Thursday, November 6, 2008

Week 10 Readings

Web Search Engines Parts 1 & 2

These two articles were very helpful in defining a lot of terms and explaining how search engines are able to provide high quality answers to queries. Explanation of data center set up with clusters and how they make it possible for distributing the load of answering 2000+ queries/second was very interesting. The discussion of the amount of web data out there that search engines crawl through is staggering and it makes sense that it is carried out using many, many machines specifically with this purpose. The 'politeness delay' was also interesting to learn about and makes a lot of sense to have them in the crawler algorithms.

The second part explained certain indexing tricks that make it easier to process phrases better and increase the quality of results. These are all things I take for granted when searching but it's great to know that there's this massive infrastructure working away when I Google, for instance, "cat paw growth" like I just did today! As always though, the Internet will never replace a vet's examination!

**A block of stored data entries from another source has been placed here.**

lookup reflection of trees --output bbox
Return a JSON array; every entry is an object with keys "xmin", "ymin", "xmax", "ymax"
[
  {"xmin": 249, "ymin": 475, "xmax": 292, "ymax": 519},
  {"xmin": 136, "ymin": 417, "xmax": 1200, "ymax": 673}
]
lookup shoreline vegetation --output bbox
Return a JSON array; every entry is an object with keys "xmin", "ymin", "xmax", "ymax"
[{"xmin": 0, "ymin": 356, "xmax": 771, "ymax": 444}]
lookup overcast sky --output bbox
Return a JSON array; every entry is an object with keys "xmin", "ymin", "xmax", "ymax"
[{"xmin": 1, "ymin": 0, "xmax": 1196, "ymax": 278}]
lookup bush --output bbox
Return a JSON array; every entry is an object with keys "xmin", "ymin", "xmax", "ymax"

OAI Protocol for Metadata Harvesting article

This article provides a brief description of Open Archives Initiative Protocol for Metadata Harvesting (OAI-PMH) and requires a 'relatively high level of familiarity with how the protocol works...' Even though I do not have familiarity with OAI, the article does describe the 2 parts of OAI (data providers and harvesters) and that the protocol provides access to parts of the "invisible web". Since different communities use this protocol to meet their different needs, obviously it has to be nonspecific. The article lists future enhancements and future directions. Since the article was written, I'm curious if whether or not these enhancements have been made. The most intesting future direction they mention is the importance of using a controlled vocabulary. They mention that the normalization of numerous different controlled vocabularies used by different data providers is 'prohibitively resource intensive but they do mention that in the future 'authority agencies' could use their thesauri to be able to access items in the repository. This probably should be a high priority because there's really no point in having all of this data in one place but not be able to find what you need easily.

Deep Web White Paper

This paper from 2001 describes the Deep Web and is the first known to actually study the Deep Web in quantifiable terms. The Deep Web is the large part of the web that is not searchable by using typical search engines like Google. As of their data in 2001, only .03% of web pages are searched when using search engines. This number has probably gone up since search engines probably have better crawlers now but by how much?

It is curious that Deep Web sites, at least in 2001, get far more traffic than surface web sites. At first I found this surprising since search engines do not typically turn up Deep Web sites based on a searcher's query and, hence, I thought they would receive far less traffic. I guess it is safe to assume that they get more hits because they are used by a specific group of people who do not get to them by using search engines. This is also surprising considering that the subject area of Deep Web sites doesn't appear to be very different than the surface web (Table 6). The fact that the Deep Web has more quality results than surface web is somewhat worrisome and I wonder if the amount of Deep Web pages have decreased because they are able to be crawled now as opposed to 7 years ago because of Google, Yahoo, etc. coming up with better algorithms for their crawlers. As information seekers, we obviously have to take care and figure out better ways to find relevant information in the Deep Web.

1 comment:

Kristina Grube Lacroix said...

I agree that the first two articles were very informative, they explained very well how search engines work. You wrote that the deep web only searched about .03% of web pages. This seems like such a surprising number, that there are so many pages out there that may be helpful, but are not used on a regular basis. I also think that this number might be smaller, since there have been 7 years since the article was written, and websearches may have improved since then.